As I was sitting in my office this morning listening to the news, I thought about the unusual stress that today’s children are exposed to. Though your children are born hard-wired to learn and filled with tremendous human potential, I am concerned that the demands of our modern culture may negatively affect both their cognitive and emotional development. It starts with the neuroscience behind how our children’s brains cope with stress.

Undeveloped brains and stress

The immature brain of childhood is extremely vulnerable to stress. This means that stress poses a great deal of risk for a child. Children under the age of six are particularly at risk, as their thinking capabilities are not fully developed. As a result, your child cannot separate events from feelings and self-concept. In fact, they are hampered in moderating their physical reactions, in choosing appropriate behavior in response to stressful events.

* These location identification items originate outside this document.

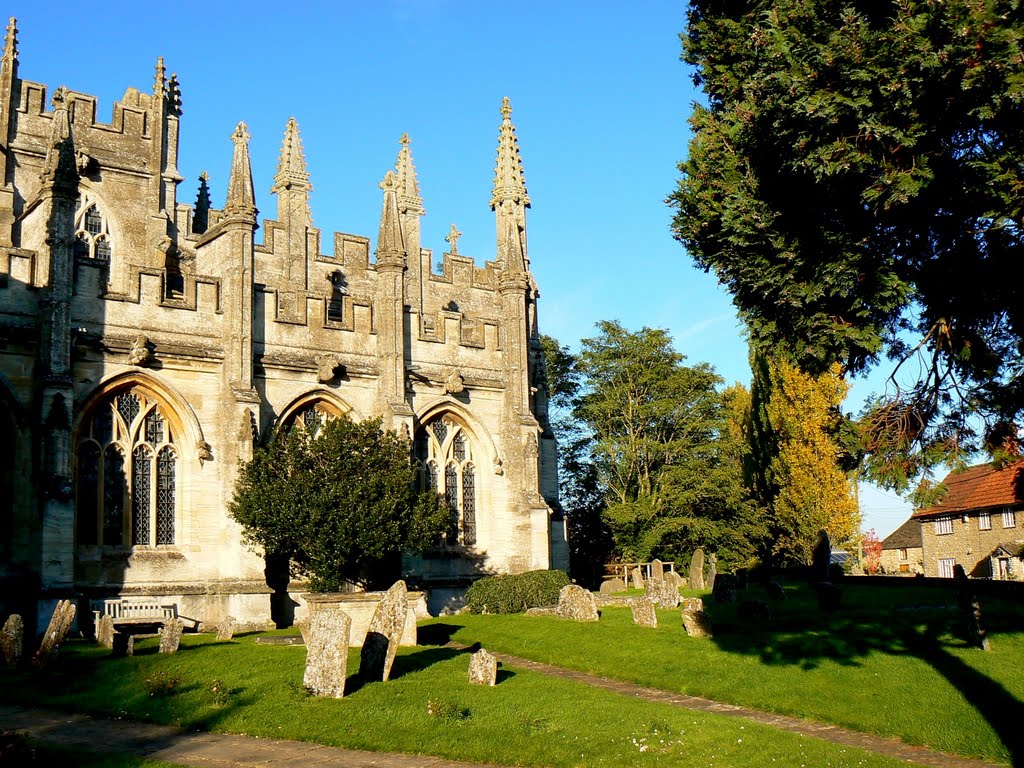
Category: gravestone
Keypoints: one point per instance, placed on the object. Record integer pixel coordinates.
(123, 644)
(226, 629)
(104, 631)
(482, 669)
(327, 652)
(577, 603)
(60, 622)
(643, 611)
(170, 636)
(384, 634)
(611, 586)
(696, 569)
(12, 639)
(637, 576)
(696, 624)
(725, 589)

For example, modern children who express stress from divorce, abuse, incest, drugs, alcoholism, drive-by shootings, and/or emotional discord within their family unit, have difficulty putting aside these traumas to do other tasks, such as thinking and studying. The emotional insults children often face at school can impact their ability to both focus and concentrate. According to David Elkind in his book The Hurried Child, the stressed child feels restless and irritable and is unable to concentrate, but is not really sure what the trouble is.

Despite these limitations, your child may encounter daily situations and problems that are beyond his capacity to solve, which then leads to stress. On the other hand, his neuro-cognitive development can be optimized when he learns how to effectively cope with stress.

Coping with stress

Young children can deal with stress through regressive behaviors, to both reduce stress and repress vulnerability. For example, your child may isolate from stressful situations by bed wetting, nail biting, hair pulling, and by changes in sleeping and eating patterns. Your older child may show signs of aggressive behavior, shyness, general malaise, or emotional disabilities. In 2010, the American Psychological Association stated, “Common changes (due to stress) can include acting irritable or moody, withdrawing from activities that used to give them pleasure, routinely expressing worries, complaining more than usual about school, crying, displaying surprising, fearful reactions, clinging to a parent or teacher, sleeping too much or too little or eating too much or too little.”

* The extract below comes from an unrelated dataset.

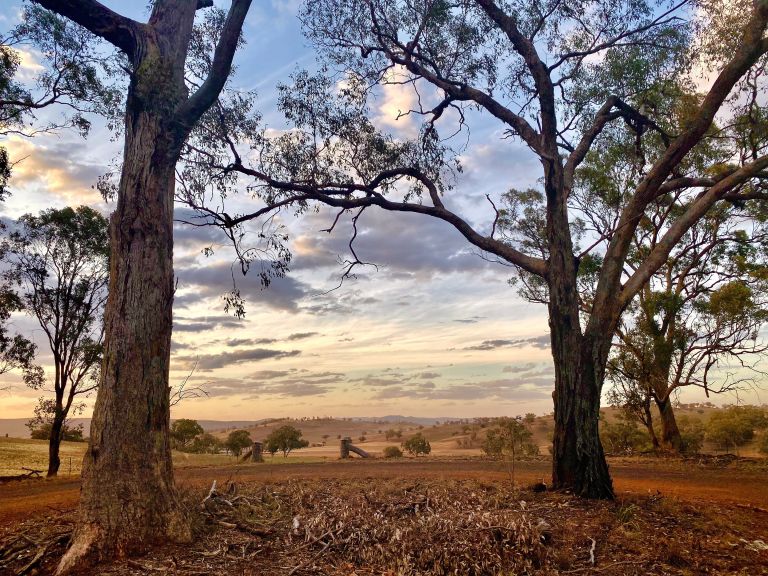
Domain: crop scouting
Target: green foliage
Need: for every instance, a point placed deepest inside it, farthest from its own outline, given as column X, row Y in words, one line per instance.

Thus, acting out may help your stressed child reduce his stress and repress his vulnerability. If your child is older, he may use more cognitive stress release strategies to verbally express his concerns. If your child experiences long-term stress exposure — for example, parental separation too early in life, poverty, death, divorce, or mental or physical abuse — he is at risk for developing unproductive or even destructive strategies to stress. Often, these strategies can become relatively intractable, as the sustained stress itself can actually alter impulse control and brain architecture. Moreover, a 2001 study shows that “stress-induced changes in neurobiology underlie the development of psychopathology in those who do develop psychiatric symptoms.” It follows, then, that children’s reactions to stress – rather than the actual stress events themselves – comprise the most significant and influential factor in his future behavior patterns.